Tajfun Bolaven ranił cztery osoby, a co najmniej kilkadziesiąt tysięcy pozbawił prądu - poinformowały w niedzielę służby zarządzania kryzysowego na japońskiej wyspie Okinawa. Podano także, że wiatr towarzyszący temu najsilniejszemu od lat tajfunowi wiał z prędkością 180-250 km/h. W nocy z niedzieli na poniedziałek Bolaven powędruje w okolice Chin.
Bolaven - najsilniejszy tajfun, jaki w ostatnich latach nawiedził Japonię - ranił cztery osoby, jak podały w niedzielę służby zarządzania kryzysowego na japońskiej wyspie Okinawa.
Ponadto na skutek porywistych wiatrów ok. 27 tys. domostw na wysepce Amami leżącej na północ od Okinawy oraz 3,1 tys. na samej Okinawie zostało odciętych od prądu.

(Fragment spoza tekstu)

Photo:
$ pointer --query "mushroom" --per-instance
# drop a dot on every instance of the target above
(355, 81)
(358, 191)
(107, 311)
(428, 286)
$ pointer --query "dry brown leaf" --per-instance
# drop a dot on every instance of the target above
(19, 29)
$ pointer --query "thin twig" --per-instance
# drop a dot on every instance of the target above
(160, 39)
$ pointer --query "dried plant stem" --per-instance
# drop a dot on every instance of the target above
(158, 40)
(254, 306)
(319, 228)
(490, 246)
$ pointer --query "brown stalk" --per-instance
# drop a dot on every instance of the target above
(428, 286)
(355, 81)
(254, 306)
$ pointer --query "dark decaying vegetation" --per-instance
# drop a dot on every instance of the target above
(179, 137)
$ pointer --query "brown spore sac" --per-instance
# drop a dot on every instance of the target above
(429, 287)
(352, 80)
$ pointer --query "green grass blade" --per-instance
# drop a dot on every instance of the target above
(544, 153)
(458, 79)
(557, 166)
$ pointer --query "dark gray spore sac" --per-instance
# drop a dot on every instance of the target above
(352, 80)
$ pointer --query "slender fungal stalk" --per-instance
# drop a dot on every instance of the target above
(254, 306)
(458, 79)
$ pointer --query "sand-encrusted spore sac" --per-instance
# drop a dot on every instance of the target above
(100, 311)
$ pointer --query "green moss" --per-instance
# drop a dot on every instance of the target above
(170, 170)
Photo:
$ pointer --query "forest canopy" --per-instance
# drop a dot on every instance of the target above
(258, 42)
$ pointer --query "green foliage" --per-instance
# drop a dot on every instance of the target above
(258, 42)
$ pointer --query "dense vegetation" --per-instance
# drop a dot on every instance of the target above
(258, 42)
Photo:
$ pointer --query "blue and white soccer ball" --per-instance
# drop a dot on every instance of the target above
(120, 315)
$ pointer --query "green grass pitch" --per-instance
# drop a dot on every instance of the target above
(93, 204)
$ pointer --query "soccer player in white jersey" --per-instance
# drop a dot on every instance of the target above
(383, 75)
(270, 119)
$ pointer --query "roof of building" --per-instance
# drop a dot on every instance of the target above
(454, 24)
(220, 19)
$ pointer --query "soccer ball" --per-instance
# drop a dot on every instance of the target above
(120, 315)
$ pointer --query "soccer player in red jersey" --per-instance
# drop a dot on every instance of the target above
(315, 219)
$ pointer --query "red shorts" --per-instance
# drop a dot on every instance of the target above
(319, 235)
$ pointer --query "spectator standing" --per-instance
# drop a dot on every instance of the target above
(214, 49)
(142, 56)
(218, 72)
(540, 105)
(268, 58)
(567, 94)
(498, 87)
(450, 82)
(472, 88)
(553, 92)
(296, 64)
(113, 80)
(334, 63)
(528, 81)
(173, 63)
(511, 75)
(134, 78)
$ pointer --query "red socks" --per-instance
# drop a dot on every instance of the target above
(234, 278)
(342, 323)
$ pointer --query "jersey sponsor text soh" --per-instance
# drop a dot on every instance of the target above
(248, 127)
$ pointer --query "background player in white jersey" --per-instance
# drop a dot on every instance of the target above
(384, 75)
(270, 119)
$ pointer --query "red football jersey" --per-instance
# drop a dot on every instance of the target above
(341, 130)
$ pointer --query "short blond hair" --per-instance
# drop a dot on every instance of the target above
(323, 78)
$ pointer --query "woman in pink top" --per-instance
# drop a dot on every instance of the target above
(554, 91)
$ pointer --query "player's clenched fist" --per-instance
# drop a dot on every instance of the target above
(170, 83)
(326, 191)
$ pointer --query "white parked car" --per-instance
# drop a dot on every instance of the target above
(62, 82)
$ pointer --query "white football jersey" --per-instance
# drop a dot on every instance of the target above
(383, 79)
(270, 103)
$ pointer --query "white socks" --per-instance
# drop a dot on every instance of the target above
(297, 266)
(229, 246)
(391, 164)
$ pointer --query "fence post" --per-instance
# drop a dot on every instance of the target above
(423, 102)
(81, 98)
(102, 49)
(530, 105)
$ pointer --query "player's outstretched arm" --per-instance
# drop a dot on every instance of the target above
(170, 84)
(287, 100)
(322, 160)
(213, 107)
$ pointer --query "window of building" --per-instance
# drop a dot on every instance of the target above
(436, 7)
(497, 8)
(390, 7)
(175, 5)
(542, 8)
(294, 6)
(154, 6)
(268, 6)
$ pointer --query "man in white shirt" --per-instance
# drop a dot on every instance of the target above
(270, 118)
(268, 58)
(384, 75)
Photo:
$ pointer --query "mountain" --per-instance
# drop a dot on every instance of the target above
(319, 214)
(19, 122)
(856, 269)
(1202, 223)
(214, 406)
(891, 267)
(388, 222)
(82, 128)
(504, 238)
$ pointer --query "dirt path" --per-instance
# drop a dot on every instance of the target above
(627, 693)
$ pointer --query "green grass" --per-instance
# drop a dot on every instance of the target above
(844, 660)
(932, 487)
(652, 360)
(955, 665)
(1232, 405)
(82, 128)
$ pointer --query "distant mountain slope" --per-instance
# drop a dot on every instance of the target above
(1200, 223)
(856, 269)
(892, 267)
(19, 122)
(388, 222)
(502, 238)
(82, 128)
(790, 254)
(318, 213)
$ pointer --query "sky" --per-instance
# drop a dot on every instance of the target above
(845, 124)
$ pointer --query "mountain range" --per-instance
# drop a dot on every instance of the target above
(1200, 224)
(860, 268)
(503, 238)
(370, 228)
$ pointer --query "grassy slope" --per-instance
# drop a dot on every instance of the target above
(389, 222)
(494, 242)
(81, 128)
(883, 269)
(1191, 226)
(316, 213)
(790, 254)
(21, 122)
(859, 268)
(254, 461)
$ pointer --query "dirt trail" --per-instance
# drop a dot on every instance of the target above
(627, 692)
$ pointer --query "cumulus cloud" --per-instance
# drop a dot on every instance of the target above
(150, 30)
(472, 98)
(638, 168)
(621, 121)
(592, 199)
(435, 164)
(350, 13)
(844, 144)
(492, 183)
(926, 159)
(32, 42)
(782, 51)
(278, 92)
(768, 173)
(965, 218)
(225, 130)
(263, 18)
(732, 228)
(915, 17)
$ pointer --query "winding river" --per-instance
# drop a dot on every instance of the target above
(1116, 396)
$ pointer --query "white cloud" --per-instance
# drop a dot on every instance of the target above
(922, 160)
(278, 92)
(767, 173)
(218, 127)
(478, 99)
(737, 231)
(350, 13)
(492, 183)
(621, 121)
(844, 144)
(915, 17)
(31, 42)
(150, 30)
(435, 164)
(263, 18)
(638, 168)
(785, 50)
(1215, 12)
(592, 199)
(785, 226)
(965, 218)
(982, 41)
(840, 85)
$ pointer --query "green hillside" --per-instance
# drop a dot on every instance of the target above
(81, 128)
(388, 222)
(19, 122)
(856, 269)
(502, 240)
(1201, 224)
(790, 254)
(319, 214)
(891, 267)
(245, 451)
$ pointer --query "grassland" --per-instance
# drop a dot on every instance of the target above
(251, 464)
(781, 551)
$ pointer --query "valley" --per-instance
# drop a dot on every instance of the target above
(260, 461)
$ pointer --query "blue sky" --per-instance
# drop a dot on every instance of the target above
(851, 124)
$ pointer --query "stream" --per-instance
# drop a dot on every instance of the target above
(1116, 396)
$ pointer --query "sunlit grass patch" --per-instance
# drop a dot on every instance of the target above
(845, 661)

Japończycy chronili się jak mogli przed niszczycielskim żywiołem. Władze dotkniętych terenów zaleciły mieszkańcom, by nie wychodzili z domów. Z lotniska w stolicy prefektury Okinawa, Naha, odwołano wszystkie loty krajowe i międzynarodowe.
Wieje mocno
Według japońskiego Biura Meteorologicznego wiatry towarzyszące Bolavenowi wiały i wieją z prędkością ok. 180 kilometrów na godzinę, a w porywach osiągały nawet 250 km/h. Taki wiatr jest w stanie niszczyć słupy telefoniczne i przewracać samochody.
Pójdzie na Morze Żółte
Synoptycy przewidują, że Bolaven w nocy z niedzieli na poniedziałek opuści Okinawę i skieruje się na północny zachód - nad Morze Wschodniochińskie i później nad Morze Żółte. Tajfunowi towarzyszą obfite opady - przez dobę ma spaść ok. 500 litrów deszczu na metr kwadratowy.